Metadata-Version: 1.1
Name: Bugzilla-ETL
Version: 0.3.13326
Summary: Mozilla Bugzilla Bug Version ETL
Home-page: https://github.com/klahnakoski/Bugzilla-ETL
Author: Kyle Lahnakoski
Author-email: kyle@lahnakoski.com
License: MPL 2.0
Description: Bugzilla-ETL

        ============

        

        Python version of Metric's Bugzilla ETL

        (https://github.com/mozilla-metrics/bugzilla\_etl)

        

        Motivation and Details

        ----------------------

        

        https://wiki.mozilla.org/Auto-tools/Projects/PublicES

        

        Requirements

        ------------

        

        -  PyPy 2.1.0 using Python 2.7 (cPython is way too slow)

        -  A MySQL/Maria database with Mozilla's Bugzilla schema (`old public

           version can be found

           here <http://people.mozilla.com/~mhoye/bugzilla/>`__)

        -  A timezone database

           (`instructions <./tests/resources/mySQL/README.md>`__)

        -  An ElasticSearch (v 0.20.5) cluster to hold the bug version documents

        

        Installation

        ------------

        

        PyPy and SetupTools are required.

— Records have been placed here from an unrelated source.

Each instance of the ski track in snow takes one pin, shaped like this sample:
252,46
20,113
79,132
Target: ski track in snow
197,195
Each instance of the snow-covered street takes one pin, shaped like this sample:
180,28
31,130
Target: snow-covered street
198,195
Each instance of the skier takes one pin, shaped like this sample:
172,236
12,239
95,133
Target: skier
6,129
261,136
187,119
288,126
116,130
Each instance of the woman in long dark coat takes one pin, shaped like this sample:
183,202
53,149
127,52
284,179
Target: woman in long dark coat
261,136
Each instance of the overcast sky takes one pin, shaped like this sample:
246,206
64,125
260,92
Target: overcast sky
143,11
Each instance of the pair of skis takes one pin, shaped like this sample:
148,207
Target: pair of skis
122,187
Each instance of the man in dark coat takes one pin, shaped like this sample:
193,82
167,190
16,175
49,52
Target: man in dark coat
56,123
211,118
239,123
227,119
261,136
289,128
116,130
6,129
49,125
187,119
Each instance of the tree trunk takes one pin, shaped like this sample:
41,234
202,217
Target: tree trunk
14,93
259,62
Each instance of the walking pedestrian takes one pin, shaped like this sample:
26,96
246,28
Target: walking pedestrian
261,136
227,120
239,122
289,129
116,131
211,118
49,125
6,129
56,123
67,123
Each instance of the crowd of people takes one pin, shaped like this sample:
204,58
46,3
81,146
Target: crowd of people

If you are installing on Windows

        please `follow instructions to get these

        installed <https://github.com/klahnakoski/pyLibrary#windows-7-install-instructions-for-python>`__.

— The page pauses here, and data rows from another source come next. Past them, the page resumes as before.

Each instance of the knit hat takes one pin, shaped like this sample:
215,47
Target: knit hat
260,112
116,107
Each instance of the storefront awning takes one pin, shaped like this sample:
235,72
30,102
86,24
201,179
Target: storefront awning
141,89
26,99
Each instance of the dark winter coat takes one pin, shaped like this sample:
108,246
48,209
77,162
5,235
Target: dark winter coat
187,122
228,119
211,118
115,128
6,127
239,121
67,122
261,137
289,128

        When done, installation is easy:

        

        ::

        

            pip install Bugzilla-ETL

        

        Running bz\_etl.py

        ------------------

        

        You must prepare a ``settings.json`` file to reference the resources,

        and it's filename must be provided as an argument in the command line.

        Examples of settings files can be found in

        `resources/settings <resources/settings>`__

        

        -  Set working directory to ``~/Bugzilla_ETL/``

        -  Set ``PYTHONPATH=.``

        -  Exceute ``pypy .\bzETL\bz_etl.py --settings=settings.json`` (also see

           `example command line script <resources/scripts/bz_etl.bat>`__)

        

        Bugzille-ETL keeps local run state in the form of two files:

        ``first_run_time`` and ``last_run_time``. These are both parameters in

        the \`\`settings.json\`\`\` file.

        

        -  ``first_run_time`` is written only if it does not exist, and triggers

           a full ETL refresh. Delete this file if you want to create a new ES

           index and start ETL from the beginning.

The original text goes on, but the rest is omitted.